I hope this is the right location in the forums. I am using the most current version of Omeka 2.7.1 on a shared hosting solution with a LAMP stack. Omeka installed just fine and is running well! The chief problem is trying to get a few hundred collections, tens of thousands of items, and a few hundred thousand files into Omeka. I had written a python script to digest our current IIIF content create collections, items, and files (rescaled for the project) then push to the Omeka API.
This was working splendidly until we got a nastygram about exceeding our server usage times by 300% - 2,300%. I can’t figure out what I am doing that would cause so much server usage. I have now implemented some caching solutions so that I don’t have to query if an item exists every time.

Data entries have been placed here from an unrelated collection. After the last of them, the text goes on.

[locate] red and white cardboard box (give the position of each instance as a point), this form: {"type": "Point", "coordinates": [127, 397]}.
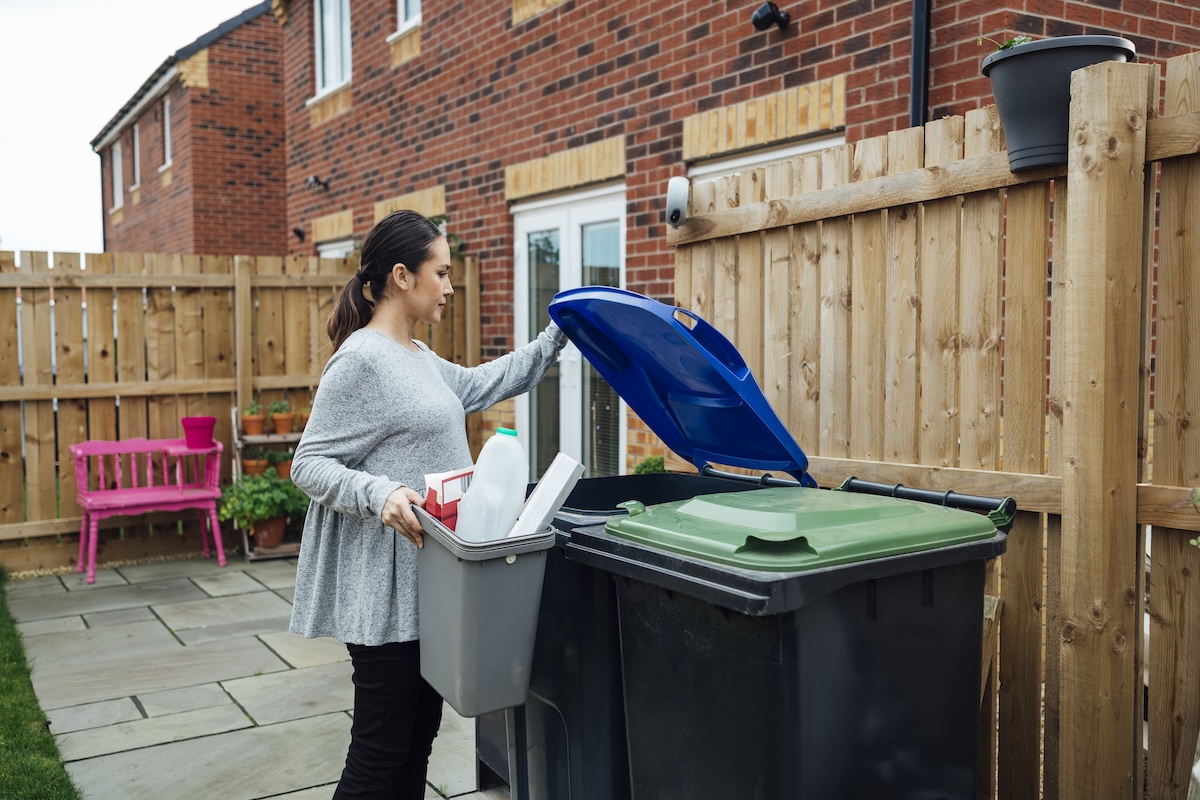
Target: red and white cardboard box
{"type": "Point", "coordinates": [443, 492]}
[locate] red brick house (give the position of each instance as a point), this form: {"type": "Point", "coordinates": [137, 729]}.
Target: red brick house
{"type": "Point", "coordinates": [198, 149]}
{"type": "Point", "coordinates": [545, 131]}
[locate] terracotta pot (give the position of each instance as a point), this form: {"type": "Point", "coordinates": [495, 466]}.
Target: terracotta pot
{"type": "Point", "coordinates": [253, 465]}
{"type": "Point", "coordinates": [269, 533]}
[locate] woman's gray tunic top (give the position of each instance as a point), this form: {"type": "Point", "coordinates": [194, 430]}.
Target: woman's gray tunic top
{"type": "Point", "coordinates": [383, 417]}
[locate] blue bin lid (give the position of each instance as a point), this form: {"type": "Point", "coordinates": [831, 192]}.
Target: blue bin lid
{"type": "Point", "coordinates": [687, 382]}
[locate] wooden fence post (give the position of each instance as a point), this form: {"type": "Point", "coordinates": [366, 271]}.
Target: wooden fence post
{"type": "Point", "coordinates": [1101, 605]}
{"type": "Point", "coordinates": [243, 317]}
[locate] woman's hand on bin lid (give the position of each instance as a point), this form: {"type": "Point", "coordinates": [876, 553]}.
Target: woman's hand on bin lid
{"type": "Point", "coordinates": [399, 516]}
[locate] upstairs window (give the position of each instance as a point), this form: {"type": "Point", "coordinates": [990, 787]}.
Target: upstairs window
{"type": "Point", "coordinates": [137, 158]}
{"type": "Point", "coordinates": [166, 132]}
{"type": "Point", "coordinates": [333, 44]}
{"type": "Point", "coordinates": [118, 192]}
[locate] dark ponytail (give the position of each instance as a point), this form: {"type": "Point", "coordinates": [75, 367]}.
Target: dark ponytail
{"type": "Point", "coordinates": [400, 238]}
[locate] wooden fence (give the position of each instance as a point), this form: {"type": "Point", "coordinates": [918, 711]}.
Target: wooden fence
{"type": "Point", "coordinates": [124, 344]}
{"type": "Point", "coordinates": [921, 314]}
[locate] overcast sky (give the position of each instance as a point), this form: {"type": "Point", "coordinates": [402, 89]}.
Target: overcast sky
{"type": "Point", "coordinates": [66, 67]}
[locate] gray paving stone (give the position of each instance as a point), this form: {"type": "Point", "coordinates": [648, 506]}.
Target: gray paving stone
{"type": "Point", "coordinates": [103, 600]}
{"type": "Point", "coordinates": [183, 569]}
{"type": "Point", "coordinates": [315, 793]}
{"type": "Point", "coordinates": [94, 715]}
{"type": "Point", "coordinates": [48, 584]}
{"type": "Point", "coordinates": [453, 761]}
{"type": "Point", "coordinates": [227, 583]}
{"type": "Point", "coordinates": [299, 651]}
{"type": "Point", "coordinates": [177, 701]}
{"type": "Point", "coordinates": [123, 617]}
{"type": "Point", "coordinates": [247, 764]}
{"type": "Point", "coordinates": [240, 629]}
{"type": "Point", "coordinates": [221, 611]}
{"type": "Point", "coordinates": [274, 575]}
{"type": "Point", "coordinates": [105, 579]}
{"type": "Point", "coordinates": [118, 673]}
{"type": "Point", "coordinates": [294, 693]}
{"type": "Point", "coordinates": [145, 733]}
{"type": "Point", "coordinates": [57, 625]}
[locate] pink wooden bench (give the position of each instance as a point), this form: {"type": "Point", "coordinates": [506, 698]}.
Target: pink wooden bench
{"type": "Point", "coordinates": [135, 476]}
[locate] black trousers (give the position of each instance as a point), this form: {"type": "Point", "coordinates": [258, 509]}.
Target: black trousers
{"type": "Point", "coordinates": [396, 717]}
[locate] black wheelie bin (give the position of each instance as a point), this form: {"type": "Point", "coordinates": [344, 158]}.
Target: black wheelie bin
{"type": "Point", "coordinates": [700, 687]}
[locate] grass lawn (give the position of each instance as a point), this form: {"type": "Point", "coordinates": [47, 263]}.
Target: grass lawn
{"type": "Point", "coordinates": [30, 765]}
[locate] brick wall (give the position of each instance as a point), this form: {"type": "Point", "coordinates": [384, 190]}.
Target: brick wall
{"type": "Point", "coordinates": [225, 190]}
{"type": "Point", "coordinates": [239, 174]}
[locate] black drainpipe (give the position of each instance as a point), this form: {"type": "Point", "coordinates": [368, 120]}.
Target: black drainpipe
{"type": "Point", "coordinates": [919, 77]}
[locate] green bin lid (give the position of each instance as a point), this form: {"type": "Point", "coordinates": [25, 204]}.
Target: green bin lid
{"type": "Point", "coordinates": [795, 529]}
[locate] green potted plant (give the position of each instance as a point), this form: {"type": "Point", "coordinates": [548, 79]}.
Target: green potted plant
{"type": "Point", "coordinates": [281, 459]}
{"type": "Point", "coordinates": [252, 419]}
{"type": "Point", "coordinates": [1031, 83]}
{"type": "Point", "coordinates": [253, 461]}
{"type": "Point", "coordinates": [262, 506]}
{"type": "Point", "coordinates": [281, 416]}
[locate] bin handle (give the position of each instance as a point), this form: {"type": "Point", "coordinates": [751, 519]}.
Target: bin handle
{"type": "Point", "coordinates": [1001, 511]}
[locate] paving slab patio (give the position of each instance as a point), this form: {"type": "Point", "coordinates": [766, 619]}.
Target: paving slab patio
{"type": "Point", "coordinates": [180, 679]}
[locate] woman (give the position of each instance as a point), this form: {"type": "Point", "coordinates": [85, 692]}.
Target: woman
{"type": "Point", "coordinates": [387, 413]}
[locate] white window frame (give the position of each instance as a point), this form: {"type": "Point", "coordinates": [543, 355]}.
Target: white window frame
{"type": "Point", "coordinates": [405, 23]}
{"type": "Point", "coordinates": [570, 212]}
{"type": "Point", "coordinates": [118, 188]}
{"type": "Point", "coordinates": [714, 168]}
{"type": "Point", "coordinates": [166, 133]}
{"type": "Point", "coordinates": [335, 247]}
{"type": "Point", "coordinates": [327, 84]}
{"type": "Point", "coordinates": [137, 158]}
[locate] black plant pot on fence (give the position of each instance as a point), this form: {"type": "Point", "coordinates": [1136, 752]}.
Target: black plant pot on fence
{"type": "Point", "coordinates": [1031, 84]}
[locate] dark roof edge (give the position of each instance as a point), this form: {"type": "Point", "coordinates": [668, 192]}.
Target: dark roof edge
{"type": "Point", "coordinates": [183, 53]}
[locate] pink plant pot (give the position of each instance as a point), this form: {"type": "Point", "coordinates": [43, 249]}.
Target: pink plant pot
{"type": "Point", "coordinates": [198, 431]}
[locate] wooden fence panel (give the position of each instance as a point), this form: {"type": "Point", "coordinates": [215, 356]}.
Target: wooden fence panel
{"type": "Point", "coordinates": [101, 349]}
{"type": "Point", "coordinates": [1101, 607]}
{"type": "Point", "coordinates": [1021, 566]}
{"type": "Point", "coordinates": [12, 499]}
{"type": "Point", "coordinates": [940, 332]}
{"type": "Point", "coordinates": [901, 437]}
{"type": "Point", "coordinates": [72, 413]}
{"type": "Point", "coordinates": [269, 329]}
{"type": "Point", "coordinates": [216, 310]}
{"type": "Point", "coordinates": [1174, 657]}
{"type": "Point", "coordinates": [803, 411]}
{"type": "Point", "coordinates": [162, 410]}
{"type": "Point", "coordinates": [190, 338]}
{"type": "Point", "coordinates": [868, 304]}
{"type": "Point", "coordinates": [131, 348]}
{"type": "Point", "coordinates": [835, 314]}
{"type": "Point", "coordinates": [40, 446]}
{"type": "Point", "coordinates": [778, 258]}
{"type": "Point", "coordinates": [750, 269]}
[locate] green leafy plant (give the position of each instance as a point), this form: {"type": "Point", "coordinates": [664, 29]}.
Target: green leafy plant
{"type": "Point", "coordinates": [649, 464]}
{"type": "Point", "coordinates": [1007, 46]}
{"type": "Point", "coordinates": [256, 498]}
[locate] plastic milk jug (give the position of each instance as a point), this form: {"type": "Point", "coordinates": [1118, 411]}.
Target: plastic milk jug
{"type": "Point", "coordinates": [491, 504]}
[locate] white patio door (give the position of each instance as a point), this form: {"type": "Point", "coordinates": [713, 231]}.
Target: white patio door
{"type": "Point", "coordinates": [561, 245]}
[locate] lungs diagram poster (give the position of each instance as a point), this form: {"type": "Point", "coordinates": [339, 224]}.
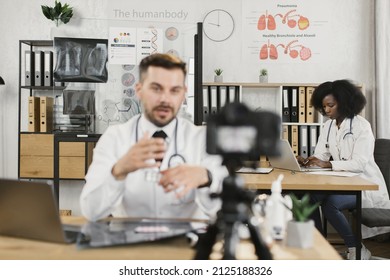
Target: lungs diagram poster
{"type": "Point", "coordinates": [284, 31]}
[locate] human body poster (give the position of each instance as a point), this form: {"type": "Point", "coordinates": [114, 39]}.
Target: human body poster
{"type": "Point", "coordinates": [284, 31]}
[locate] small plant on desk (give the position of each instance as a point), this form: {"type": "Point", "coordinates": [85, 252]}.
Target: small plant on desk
{"type": "Point", "coordinates": [300, 230]}
{"type": "Point", "coordinates": [218, 78]}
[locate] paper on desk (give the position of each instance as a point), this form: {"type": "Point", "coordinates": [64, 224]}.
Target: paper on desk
{"type": "Point", "coordinates": [334, 173]}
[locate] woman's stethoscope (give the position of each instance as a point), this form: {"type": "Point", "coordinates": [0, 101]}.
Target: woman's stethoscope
{"type": "Point", "coordinates": [345, 135]}
{"type": "Point", "coordinates": [175, 159]}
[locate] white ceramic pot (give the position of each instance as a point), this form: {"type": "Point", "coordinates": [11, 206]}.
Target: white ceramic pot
{"type": "Point", "coordinates": [300, 234]}
{"type": "Point", "coordinates": [218, 79]}
{"type": "Point", "coordinates": [263, 79]}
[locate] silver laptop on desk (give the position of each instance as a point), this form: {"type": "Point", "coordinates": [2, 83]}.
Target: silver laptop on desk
{"type": "Point", "coordinates": [288, 161]}
{"type": "Point", "coordinates": [29, 210]}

On my local server that wasn’t a big deal but trying to squeeze every cycle out, I re-thought that approach for our paid solution.
Historically I have gone with the bigger hammer approach and just pumping more info as fast as I can but I can’t transfer fast enough to make the hit a one-time thing. (permission vs forgiveness thing)
Feedback from the provider says the long-running SQL Statements in order are
- INSERT INTO
omeka_element_texts
- INSERT INTO
omeka_files
- INSERT INTO
omeka_keys
- INSERT INTO
omeka_items
- INSERT INTO
omeka_search_texts
SQL After that are only a minor portion of the processing time.
Any thoughts on how I can optimize these some? Or should I scrap the idea of the API and go directly to the database? I can’t tell if SQL Transactions are being used or to what level so it is possible keys are rebuilt every single insert instead of as a group? I have had that problem with other systems.
I am stumped here. As it is shared hosting I am having to go back and for the with their techs to get server stats so it has been slow going to get here. Thanks for any assistance you can offer.